Harper hated death. She hated the thought of so much of it surrounding her and she hated the stench of it. She bent, placing her hands on both knees and held the hem of her shirt over her face, wishing it would filter the death stink. She tried not to cough, tried not to breathe, really, but had to regain her composure somehow. She had run for so long in the dark, once she had come to the wide-open spaces. But here she was again, running through the remains of a small, charred town. How many of them were there between Texas and Oklahoma? She wished she had paid more attention on the many trips between the two when–well, before all of this had erupted. She was completely out of breath and mentally chastised herself for not being in better physical shape. The occasional evening jog in the neighborhood with the dog had not been enough. Now, she was running for her life. Someone had shot at her twice and was on her trail again. With all of the burned towns and cities and all of the dead people, why in God’s name would someone care if she lived or died? The answer had eluded her for days and she did not have time to sort it out.

(Whew!) (We’ll see what happens. I usually don’t like to write on the dark side. But you have to have the dark side to have the light, right? So it can illuminate the darkness. Yeah. That.)  (I’m at 20,000 words, with the goal being 50,000 by the end of November.)

And here are some of the other things that have been going on:


Lunch outside on a busy fall day. Don’t the organic veggies look so good? They are. From my friends at Better Together Farm.
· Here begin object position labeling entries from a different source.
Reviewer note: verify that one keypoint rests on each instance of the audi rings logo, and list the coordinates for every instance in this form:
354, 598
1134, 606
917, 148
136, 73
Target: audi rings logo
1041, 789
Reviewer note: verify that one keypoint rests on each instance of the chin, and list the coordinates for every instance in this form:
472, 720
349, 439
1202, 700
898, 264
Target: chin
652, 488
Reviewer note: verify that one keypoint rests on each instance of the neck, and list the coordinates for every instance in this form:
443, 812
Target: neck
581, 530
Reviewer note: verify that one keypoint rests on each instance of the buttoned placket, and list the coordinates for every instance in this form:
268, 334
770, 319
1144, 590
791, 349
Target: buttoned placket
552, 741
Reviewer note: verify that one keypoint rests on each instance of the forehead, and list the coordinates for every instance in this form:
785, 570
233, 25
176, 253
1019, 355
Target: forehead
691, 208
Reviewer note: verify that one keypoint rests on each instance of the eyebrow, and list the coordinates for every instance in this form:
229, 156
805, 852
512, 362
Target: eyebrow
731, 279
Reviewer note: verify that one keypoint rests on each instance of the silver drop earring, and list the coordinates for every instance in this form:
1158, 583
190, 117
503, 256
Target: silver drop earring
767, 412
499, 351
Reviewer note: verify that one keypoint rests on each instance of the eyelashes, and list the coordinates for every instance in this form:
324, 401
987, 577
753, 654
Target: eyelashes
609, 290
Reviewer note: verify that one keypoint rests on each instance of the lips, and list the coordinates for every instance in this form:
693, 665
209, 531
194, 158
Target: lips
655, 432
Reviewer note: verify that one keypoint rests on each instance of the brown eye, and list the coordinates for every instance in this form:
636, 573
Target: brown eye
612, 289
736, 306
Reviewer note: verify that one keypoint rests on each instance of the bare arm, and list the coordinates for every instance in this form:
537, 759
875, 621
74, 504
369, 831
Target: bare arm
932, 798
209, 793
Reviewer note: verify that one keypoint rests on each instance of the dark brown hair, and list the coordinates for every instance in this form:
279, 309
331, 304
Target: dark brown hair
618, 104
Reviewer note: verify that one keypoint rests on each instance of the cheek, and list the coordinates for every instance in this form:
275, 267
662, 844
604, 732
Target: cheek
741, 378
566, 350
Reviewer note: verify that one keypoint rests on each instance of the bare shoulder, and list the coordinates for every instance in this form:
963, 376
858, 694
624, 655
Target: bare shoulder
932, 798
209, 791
Beautiful fall days! So, if I possibly can, I get outside on the weekends and work, because oh my goodness, my yard needs attention. So, I’ve been pruning and clipping and raking and shoveling … and about that–oh, dear. Last weekend I worked so hard, I could barely move. But it’s looking better out there.

One day, I made a vegetarian lasagna in the crockpot and I ate lunch outside. (Like my work gloves in the above photo? I needed leather gloves because I was trimming rose bushes and wanted to avoid the thorns. So, I found one thick, rubber work glove and one glove that I use for the kitchen. Not effective for rosebush thorns. I’ll guarantee.) (I don’t have time to go buy leather gloves.) (I need toooooo!)

My daughter is getting ready for a yard sale, so she’s taken over my carport. :^D  (But I will be glad to have that chore out of the way, believe me.)

This morning there was frost on my car windshield! Frost. That means I’d better get prepared for winter.

And on the drive to work I saw two deer in a chase and managed to honk the car horn before they crossed the road. And the doe listened. Good girl. She stopped. The buck didn’t want to. (He was enormous.) He only stopped because she did. (I’m thankful.) But she turned and went back the other way and he was soon in swift pursuit. Autumn in rural America. Fun times.

Hope you’re all having lovely days and can sit outside and enjoy the weather with a cup of hot tea or cocoa. (And avoid the deer on the roads.)